Ah, the coveted spot of a full-time Disney employee. This is the big one. You get 16 admissions into the park to use whenever you want during the year (aside from blackout dates), you get health insurance, and you get
status
. Status is one of the most important things at Disney World, and you learn that almost immediately.
What’s status? It basically has to do with things like submitting for new work schedules and bidding for vacation time. You earn a status date the first time you are made full time. So, if I were to be made full-time today, and you made full-time two days from now, I have more status than you. If we now go to submit for time off, and we both submit for the same day, I’m going to get it over you. And that date carries with me for the rest of my time at Disney World. I can transfer from role to role, and keep the same status date.
Let’s say that you’ve been working at a certain attraction for five years, and you are the cast member with the most status. When it comes time to pick a schedule, you get first pick, since you have the most status. Now let’s say that I transfer to this new attraction, and it’s time to pick a new work schedule. You might have been at this attraction for five years, but remember, I was statused two days before you. No one cares that you’ve been at the attraction longer and have earned your choice for time off. If we both submit for the same days off, I’m going to get it.
Is it fair? I guess. Does it suck? Most definitely. I was always hearing about how someone with a higher status date would show up in a new work location and knock everyone else down a few pegs in the pecking order. Then there were the people I knew who had been with Disney World since the 1970s, and if they wanted to request Christmas off every single year, they got Christmas every single year. No one cares that you haven’t spent a Christmas with your family in YEARS. If Jimmy has been statused since January 1, 1972, and he wants Christmas off, he is going to get it. There’s nothing to debate.

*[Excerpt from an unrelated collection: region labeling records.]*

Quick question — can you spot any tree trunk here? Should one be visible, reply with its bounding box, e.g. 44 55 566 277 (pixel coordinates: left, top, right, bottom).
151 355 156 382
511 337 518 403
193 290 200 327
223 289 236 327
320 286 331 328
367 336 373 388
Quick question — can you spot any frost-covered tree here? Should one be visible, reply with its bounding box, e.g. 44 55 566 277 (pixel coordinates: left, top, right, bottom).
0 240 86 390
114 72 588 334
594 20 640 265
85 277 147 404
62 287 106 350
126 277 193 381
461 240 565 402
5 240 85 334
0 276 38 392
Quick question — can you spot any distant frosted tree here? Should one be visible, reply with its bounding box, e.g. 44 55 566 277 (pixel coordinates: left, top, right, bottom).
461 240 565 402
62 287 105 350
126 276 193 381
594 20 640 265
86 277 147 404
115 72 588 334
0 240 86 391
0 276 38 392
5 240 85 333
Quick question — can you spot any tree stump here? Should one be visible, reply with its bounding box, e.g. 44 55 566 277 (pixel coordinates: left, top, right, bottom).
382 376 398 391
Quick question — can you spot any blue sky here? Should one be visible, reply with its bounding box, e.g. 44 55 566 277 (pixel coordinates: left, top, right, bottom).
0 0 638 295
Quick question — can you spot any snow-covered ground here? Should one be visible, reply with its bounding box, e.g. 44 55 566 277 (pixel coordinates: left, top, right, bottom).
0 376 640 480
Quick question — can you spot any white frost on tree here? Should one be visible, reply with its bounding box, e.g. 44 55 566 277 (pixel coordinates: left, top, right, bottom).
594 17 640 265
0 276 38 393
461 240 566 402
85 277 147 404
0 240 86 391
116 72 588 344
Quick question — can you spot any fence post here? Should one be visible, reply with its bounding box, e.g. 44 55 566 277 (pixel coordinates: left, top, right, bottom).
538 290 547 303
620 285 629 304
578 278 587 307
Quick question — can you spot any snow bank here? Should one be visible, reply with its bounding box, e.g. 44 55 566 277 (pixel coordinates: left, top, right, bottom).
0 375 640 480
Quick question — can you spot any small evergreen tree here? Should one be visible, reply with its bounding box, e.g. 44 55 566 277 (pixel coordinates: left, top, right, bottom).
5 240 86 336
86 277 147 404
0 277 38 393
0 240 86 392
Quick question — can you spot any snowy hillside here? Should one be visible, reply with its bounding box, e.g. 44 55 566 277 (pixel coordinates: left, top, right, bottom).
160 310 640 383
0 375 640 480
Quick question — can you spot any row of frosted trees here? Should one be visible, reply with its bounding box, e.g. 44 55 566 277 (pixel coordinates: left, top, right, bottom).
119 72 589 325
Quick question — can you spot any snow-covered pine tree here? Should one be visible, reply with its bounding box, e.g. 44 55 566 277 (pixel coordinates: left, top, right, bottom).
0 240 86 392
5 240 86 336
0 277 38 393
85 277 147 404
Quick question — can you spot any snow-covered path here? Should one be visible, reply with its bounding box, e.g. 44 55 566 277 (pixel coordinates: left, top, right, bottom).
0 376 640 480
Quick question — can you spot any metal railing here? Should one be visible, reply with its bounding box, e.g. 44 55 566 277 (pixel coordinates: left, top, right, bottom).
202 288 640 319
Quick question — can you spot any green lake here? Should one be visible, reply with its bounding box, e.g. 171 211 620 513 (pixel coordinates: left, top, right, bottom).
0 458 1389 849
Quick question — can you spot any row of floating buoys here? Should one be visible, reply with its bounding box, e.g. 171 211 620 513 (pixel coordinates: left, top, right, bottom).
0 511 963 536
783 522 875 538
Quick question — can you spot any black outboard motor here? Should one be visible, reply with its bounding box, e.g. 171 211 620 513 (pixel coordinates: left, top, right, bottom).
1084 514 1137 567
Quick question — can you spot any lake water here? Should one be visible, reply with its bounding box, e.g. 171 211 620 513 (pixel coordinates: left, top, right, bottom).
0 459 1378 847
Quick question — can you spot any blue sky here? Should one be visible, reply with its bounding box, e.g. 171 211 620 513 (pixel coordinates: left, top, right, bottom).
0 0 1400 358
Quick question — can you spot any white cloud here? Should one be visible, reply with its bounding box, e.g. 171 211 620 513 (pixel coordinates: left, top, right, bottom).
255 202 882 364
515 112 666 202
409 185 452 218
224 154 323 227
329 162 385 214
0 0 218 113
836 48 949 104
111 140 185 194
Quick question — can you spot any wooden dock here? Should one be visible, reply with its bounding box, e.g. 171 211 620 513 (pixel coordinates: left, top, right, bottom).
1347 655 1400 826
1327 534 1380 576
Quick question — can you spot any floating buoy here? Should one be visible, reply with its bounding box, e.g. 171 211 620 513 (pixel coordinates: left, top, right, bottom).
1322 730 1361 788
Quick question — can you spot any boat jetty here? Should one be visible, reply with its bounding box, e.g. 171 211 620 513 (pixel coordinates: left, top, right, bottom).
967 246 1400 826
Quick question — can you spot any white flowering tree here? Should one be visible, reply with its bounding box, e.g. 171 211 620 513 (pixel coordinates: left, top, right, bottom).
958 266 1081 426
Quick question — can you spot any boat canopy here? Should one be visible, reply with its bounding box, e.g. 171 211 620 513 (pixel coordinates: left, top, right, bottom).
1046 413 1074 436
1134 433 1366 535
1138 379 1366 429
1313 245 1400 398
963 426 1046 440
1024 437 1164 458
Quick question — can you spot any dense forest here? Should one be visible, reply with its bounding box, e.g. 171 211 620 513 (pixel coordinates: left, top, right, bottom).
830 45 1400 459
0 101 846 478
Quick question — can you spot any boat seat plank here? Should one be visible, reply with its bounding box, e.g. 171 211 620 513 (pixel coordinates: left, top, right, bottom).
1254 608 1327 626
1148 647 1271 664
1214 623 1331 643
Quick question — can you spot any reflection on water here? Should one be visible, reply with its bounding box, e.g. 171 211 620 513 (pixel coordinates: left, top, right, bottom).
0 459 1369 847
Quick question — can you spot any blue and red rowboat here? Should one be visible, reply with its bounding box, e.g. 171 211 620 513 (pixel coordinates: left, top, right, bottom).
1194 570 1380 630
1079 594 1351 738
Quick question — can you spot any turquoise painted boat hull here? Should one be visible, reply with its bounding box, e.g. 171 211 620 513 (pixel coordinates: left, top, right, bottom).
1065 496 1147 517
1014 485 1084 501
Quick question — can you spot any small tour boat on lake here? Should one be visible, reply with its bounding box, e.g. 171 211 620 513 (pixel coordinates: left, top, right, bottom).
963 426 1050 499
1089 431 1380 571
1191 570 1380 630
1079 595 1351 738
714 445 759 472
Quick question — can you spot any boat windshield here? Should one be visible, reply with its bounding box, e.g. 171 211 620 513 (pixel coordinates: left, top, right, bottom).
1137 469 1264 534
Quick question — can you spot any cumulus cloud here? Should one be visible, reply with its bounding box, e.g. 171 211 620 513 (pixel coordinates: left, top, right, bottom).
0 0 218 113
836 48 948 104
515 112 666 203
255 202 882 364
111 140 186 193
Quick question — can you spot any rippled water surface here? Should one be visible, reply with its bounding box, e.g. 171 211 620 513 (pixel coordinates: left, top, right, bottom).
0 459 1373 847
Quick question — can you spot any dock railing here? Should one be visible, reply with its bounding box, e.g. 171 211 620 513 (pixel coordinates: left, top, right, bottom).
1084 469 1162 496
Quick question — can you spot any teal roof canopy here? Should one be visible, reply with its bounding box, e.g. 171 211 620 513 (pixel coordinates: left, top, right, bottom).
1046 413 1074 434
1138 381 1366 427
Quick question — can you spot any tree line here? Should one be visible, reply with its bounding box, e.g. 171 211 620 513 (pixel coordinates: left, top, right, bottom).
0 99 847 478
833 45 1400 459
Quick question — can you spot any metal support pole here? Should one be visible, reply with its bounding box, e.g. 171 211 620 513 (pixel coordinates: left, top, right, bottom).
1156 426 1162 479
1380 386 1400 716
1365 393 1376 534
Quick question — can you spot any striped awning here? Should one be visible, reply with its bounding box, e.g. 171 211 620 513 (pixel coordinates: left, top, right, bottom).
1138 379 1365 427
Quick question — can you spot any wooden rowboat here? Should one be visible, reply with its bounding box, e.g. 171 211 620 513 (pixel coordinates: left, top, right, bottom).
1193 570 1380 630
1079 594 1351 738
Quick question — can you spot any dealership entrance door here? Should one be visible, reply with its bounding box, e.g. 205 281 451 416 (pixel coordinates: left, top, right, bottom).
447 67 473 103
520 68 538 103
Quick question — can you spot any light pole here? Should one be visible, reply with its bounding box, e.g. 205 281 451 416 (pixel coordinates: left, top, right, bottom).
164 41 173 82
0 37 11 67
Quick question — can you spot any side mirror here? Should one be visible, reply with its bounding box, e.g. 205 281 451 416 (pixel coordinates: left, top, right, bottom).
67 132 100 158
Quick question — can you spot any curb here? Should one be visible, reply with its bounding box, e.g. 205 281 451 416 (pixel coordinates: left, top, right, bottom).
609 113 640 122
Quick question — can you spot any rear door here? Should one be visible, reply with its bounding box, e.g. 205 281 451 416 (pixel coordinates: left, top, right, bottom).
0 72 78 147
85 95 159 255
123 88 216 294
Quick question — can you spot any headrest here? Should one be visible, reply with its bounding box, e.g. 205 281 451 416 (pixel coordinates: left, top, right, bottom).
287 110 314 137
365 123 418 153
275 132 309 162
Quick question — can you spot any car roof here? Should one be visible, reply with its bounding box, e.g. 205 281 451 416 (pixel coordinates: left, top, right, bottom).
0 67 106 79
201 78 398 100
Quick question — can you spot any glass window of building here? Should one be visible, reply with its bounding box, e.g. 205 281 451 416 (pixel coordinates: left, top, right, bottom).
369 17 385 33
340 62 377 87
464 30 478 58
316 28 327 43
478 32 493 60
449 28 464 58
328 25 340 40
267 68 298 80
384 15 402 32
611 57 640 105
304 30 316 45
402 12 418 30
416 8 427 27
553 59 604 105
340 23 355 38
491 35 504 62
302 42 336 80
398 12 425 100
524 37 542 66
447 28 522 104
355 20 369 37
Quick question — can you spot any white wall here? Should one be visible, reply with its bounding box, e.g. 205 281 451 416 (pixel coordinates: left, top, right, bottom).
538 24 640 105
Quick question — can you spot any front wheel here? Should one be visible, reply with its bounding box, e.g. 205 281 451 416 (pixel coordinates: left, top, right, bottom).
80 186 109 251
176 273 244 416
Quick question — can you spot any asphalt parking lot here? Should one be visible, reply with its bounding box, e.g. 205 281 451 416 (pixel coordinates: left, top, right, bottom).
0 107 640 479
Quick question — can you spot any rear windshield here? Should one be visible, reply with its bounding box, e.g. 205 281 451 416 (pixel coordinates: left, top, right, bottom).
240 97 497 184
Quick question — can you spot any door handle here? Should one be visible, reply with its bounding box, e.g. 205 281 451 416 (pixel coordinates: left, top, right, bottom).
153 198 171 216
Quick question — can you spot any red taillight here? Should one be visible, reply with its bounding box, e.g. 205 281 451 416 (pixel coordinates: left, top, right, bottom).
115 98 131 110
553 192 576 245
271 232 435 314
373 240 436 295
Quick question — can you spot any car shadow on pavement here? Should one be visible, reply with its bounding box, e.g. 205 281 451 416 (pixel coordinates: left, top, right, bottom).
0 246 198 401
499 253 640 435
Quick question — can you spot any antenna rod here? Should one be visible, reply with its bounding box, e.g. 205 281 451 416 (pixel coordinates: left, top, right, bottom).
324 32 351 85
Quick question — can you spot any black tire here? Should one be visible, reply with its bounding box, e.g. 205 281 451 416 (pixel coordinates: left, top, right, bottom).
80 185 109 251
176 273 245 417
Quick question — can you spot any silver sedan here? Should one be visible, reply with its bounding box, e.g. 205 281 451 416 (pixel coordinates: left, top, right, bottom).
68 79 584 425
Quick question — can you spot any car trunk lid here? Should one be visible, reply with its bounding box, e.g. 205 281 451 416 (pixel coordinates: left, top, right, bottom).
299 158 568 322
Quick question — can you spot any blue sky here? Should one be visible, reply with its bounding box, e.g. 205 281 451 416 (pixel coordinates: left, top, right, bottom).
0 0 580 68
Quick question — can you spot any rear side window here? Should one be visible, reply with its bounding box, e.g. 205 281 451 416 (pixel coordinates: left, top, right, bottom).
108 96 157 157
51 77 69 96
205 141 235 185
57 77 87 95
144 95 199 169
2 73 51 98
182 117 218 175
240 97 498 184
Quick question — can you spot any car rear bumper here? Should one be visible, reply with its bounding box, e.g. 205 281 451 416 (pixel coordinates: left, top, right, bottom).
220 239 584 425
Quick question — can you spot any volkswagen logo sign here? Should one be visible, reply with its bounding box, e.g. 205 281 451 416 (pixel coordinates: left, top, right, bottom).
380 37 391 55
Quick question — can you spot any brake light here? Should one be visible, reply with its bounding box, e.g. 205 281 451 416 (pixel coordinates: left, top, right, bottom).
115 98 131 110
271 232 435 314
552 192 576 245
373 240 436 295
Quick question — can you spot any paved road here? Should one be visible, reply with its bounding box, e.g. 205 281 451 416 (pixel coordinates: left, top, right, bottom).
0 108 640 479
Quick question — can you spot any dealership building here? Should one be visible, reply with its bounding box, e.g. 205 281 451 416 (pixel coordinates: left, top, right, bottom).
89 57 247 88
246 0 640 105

A lot of times, managers would make mistakes with status dates. My friend Emily, who was statused on the same day that I was, accidentally got her status date imputted into the computer wrong. Because of this, the computer believed that Emily had been working at Disney for four years longer than she really had. So, when it came time to change work schedules and submit for vacation, she got to do it ahead of half of the department, because of a computer glitch. No one wants to admit that they’ve made a mistake like that, so Emily got to keep her posh status, making lots of people in the department very,
very
mad.
But how do you even get to actually being a cast member with status? That’s more interesting. Sometimes it’s simply dumb luck.
Getting into the college program is relatively easily (especially if you’re fine with working custodial or quickservice). It’s the easiest way to get into Disney World, and I’d estimate about 75% of all cast members start with the College Program.
If you’re already past the college stage of life, you can apply to work at Disney, just like any other job. There’s an application and you can fill it out online. Or, you can physically go to the casting building and fill out an application there. Before you do either one of these things, you need to be living in Florida. Disney gets thousands of applications each day, and they will not hire anyone who lives out of state. Also, it’s usually something like you get a call on Thursday and they ask if you can start Monday. If you say no, that’s it. That’s your one shot to get a job at Disney. They’re not going to hold a spot for you if you need two weeks to move.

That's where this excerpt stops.